The mathematical calculations outlined in this work suggest that the internal volume of a BMC could be 1000 times smaller than that of the bacterial cytoplasm. Thus, the local concentrations of any chemical reactants that could be completely housed within a BMC would be up to 1000 higher than in the cytoplasm of the cell. For example, the law of mass action determines that the reaction rate of a simple, second-order reaction is proportional to the product of the concentrations of the two reactants. Thus, if the concentration of both reactants is increased by a factor of 1000, then potentially this yields an increase in reaction rate by a factor of 106. The potential increase in the reaction rate in the BMC is therefore very significant, especially if multiple enzymes in a single pathway can be co-concentrated within a single BMC.

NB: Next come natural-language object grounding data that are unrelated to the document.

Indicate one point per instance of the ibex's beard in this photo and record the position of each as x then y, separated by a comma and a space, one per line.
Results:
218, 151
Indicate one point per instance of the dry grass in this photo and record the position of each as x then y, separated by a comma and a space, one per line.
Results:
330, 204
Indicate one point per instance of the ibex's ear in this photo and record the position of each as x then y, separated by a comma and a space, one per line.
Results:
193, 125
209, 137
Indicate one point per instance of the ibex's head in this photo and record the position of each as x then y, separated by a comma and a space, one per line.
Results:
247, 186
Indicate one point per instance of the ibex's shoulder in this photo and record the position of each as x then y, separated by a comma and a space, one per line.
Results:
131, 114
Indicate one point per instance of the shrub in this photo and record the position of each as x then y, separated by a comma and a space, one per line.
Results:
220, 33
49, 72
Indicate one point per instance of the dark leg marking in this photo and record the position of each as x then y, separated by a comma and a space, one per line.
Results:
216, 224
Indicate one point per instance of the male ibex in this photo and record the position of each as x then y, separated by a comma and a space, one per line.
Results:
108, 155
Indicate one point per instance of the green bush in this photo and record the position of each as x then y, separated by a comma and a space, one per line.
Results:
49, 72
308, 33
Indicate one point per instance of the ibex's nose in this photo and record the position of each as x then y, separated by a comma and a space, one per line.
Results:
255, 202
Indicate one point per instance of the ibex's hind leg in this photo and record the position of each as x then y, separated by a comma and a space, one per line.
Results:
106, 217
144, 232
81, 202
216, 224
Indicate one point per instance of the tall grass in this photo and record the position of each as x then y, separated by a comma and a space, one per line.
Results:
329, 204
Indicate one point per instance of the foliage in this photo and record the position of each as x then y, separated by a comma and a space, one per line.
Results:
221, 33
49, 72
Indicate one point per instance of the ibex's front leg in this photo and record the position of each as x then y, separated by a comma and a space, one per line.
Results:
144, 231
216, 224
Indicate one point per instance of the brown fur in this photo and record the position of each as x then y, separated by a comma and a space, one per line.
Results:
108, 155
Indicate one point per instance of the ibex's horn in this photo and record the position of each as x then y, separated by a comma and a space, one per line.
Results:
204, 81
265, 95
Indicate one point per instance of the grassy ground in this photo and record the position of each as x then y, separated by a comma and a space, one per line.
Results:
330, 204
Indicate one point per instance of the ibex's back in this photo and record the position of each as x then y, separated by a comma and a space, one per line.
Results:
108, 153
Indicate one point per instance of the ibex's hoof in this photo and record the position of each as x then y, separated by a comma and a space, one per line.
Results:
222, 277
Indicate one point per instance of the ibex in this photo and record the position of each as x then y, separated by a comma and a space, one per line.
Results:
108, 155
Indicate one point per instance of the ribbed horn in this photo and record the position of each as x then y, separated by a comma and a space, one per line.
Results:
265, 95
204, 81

Harnessing an empty BMC and concomitant targeting sequence has great potential for biotechnological applications (Frank ). Using a living chassis for in vivo applications may help increase the efficiency of certain chemical reactions (e.g. boosting limonene production by encapsulating recombinant limonene synthase with a source of geranyl pyrophosphate may be helpful in bioenergy research). Indeed, in the course of this work a plasmid encoding a PduD40–limonene synthase fusion was constructed (Table S1, available in Microbiology Online), but not tested for activity here. The synthetic BMC could also be used in vivo to concentrate and sequester toxic compounds such as arsenic. In this regard, a plasmid encoding a fusion between PduD40 and metallothionein from Fucus vesiculosus, which is an excellent arsenic-binding protein (Ngu ), has already been constructed (Table S1).

In conclusion, this paper describes the characterization of a synthetic operon encoding BMC shell proteins that can be expressed in an E. coli host. With further development, a synthetic BMC has the potential to be packed with a variety of non-native cargo proteins, which may be useful for both in vivo and in vitro applications.